Abstract

The Canadian Land Surface Scheme is employed in off-line tests to represent a 1200 km 2 patch of the Boreal Ecosystem-Atmosphere Study Northern Study Area, a heterogeneous region of boreal forest in north-central Manitoba. The soils in the region vary from rapidly draining coarse sand to poorly drained areas of peat overlying clay, including wetlands. Observed surface fluxes from four sites, a young jack pine stand, an old jack pine stand, an old black spruce stand and a FEN, are scaled by proportional weighting to represent the study area. The performance of the mosaic approach, in which the region has been represented by four distinct patches, is compared with that of the aggregated approach, in which mean surface parameters have been defined based on fractional coverage.

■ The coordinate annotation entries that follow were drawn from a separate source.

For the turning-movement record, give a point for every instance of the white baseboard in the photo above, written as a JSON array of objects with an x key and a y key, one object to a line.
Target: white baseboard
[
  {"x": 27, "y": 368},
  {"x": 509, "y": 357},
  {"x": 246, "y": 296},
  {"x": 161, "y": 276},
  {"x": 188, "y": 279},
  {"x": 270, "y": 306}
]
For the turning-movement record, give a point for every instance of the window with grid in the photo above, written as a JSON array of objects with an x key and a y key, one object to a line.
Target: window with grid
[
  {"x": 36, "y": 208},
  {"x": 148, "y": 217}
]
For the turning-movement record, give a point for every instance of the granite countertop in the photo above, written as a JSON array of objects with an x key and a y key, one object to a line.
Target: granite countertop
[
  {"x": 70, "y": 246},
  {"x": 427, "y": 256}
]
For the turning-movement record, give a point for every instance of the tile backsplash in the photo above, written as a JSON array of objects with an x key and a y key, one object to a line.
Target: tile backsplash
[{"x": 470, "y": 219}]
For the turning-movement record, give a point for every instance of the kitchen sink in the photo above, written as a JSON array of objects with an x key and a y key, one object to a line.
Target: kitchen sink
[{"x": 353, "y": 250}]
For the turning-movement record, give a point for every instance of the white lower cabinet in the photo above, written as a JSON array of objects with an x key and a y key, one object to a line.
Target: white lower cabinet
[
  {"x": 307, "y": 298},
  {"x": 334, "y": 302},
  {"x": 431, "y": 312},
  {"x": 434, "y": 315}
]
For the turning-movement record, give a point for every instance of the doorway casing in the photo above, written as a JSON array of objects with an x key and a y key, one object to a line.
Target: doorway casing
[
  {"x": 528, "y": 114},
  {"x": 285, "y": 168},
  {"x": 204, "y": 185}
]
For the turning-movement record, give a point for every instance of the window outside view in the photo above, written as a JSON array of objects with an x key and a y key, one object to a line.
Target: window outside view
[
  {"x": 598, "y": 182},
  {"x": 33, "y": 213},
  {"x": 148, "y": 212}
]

Various soil columns are employed in the aggregated approach, in order to assess the effects of representing the heterogeneous soils of the region in a single column. While the conservative water use at all of the sites limits the effects of changes in the soil column on the turbulent fluxes, important effects are noted. Soil evaporation is overestimated when an organic or composite soil layer is represented at the surface, and underestimated when a sandy soil column is represented. Soil evaporation can be calibrated to match that of the mosaic method, however, the need for more robust methods of accomplishing this is acknowledged. The process of aggregating the soil column eliminates the dry sandy zones which experience periods of moisture stress. This results in periods of increased canopy conductance and an overestimation of the latent heat flux. A 2-patch mosaic, with one patch consisting of sandy soil and the other patch of organic soil over clay, allows moisture stress to occur and produces modelled half-hourly sensible and latent heat fluxes that agree more closely to those of the 4-patch mosaic than any of the aggregated runs, across the range of hydro-meteorological variables. Throughout the course of the model runs presented here, the 2-patch mosaic also exhibits cumulative drainage and evapotranspiration closer to that of the 4-patch mosaic than any of the aggregated soil columns.